One of the main mechanisms regulating Ca2+ homeostasis is store-operated Ca2+ entry (SOCE). SOCE relies on the concerted activity of the reticular Ca2+ sensor STIM1 and the plasma membrane Ca2+ channel ORAI1. Our team has shown that STIM1 and ORAI1 gain-of-function (GoF) mutations induce excessive Ca2+ influx through SOCE over-activation, and cause tubular aggregate myopathy (TAM) and Stormorken syndrome (STRMK), two overlapping disorders characterized by muscle weakness and additional multi-systemic signs affecting growth, platelets, spleen, skin, and intellectual abilities (Bohm et al., 2013, Bohm et al., 2017). We also characterized a faithful mouse model for TAM/STRMK harbouring the most common STIM1 mutation, (Silva-Rojas et al., 2019), and we now plan to generate an additional ORAI1 model and investigate the pathophysiological effect of overactive SOCE on skeletal muscle, platelet, ski n, and spleen function and structure through the combination of transcriptomics with morphological and functional studies.

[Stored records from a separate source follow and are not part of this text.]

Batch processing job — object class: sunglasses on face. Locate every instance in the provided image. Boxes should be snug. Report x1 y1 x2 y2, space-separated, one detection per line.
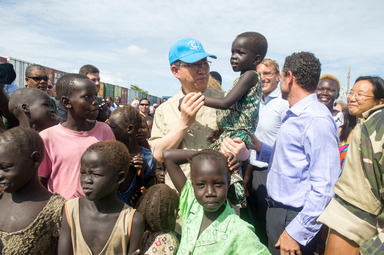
27 76 49 82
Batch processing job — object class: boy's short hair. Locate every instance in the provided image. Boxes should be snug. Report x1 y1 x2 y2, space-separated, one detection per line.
237 32 268 59
189 149 231 181
259 58 280 73
83 140 130 174
0 127 44 160
111 104 142 133
56 73 89 100
283 51 321 92
137 184 179 232
9 88 49 115
79 65 100 76
25 64 47 76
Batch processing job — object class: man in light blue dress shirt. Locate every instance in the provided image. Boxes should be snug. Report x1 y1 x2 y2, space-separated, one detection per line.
255 52 340 254
244 58 289 245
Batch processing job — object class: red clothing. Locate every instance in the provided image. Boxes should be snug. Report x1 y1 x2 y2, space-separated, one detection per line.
39 121 115 199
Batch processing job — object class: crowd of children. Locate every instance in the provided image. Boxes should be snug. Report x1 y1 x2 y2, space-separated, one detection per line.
0 33 280 254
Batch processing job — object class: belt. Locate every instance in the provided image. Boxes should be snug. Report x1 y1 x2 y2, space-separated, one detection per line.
265 197 303 212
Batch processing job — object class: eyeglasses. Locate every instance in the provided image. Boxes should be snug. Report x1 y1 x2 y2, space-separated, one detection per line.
260 72 276 78
347 91 375 101
27 76 49 82
175 61 212 71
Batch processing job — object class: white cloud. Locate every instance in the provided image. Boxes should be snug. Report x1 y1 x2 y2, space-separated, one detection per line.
123 44 149 56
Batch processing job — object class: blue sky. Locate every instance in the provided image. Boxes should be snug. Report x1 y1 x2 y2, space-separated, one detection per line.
0 0 384 96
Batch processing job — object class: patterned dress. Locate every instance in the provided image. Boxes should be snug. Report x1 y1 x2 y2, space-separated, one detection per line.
210 71 262 151
0 195 65 255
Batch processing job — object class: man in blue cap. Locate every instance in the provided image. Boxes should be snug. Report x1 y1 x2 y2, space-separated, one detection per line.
149 38 224 187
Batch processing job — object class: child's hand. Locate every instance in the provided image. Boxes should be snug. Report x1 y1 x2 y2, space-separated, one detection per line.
129 249 140 255
177 97 184 111
221 137 249 161
243 164 252 197
131 153 145 176
224 152 240 174
128 188 141 207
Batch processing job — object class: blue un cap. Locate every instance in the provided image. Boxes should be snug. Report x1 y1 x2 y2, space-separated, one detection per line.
169 38 217 65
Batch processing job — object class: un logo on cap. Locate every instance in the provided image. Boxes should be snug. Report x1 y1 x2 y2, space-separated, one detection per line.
188 40 201 50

There is currently no therapy for TAM/STRMK. Through functional investigations in cellular and animal models, we provided the evidence that TAM/STRMK arises from aberrant Ca2+ homeostasis (Bohm et al., 2013, Bohm et al., 2017, Silva-Rojas et al., 2019). Ca2+ balance is susceptible to manipulation, and we aim to genetically modify the key factors of the SOCE pathway to control extracellular Ca2+ entry in skeletal muscle and other affected tissues. Based on this proof-of-concept, we next aim to develop pharmacological approaches to identify molecules and drugs with the potential to improve the multi-systemic TAM/STRMK phenotype.
The expected results on our cell and animal models may serve for the development of therapies for other Ca2+-related disorders affecting skeletal muscle, platelets, spleen, or skin.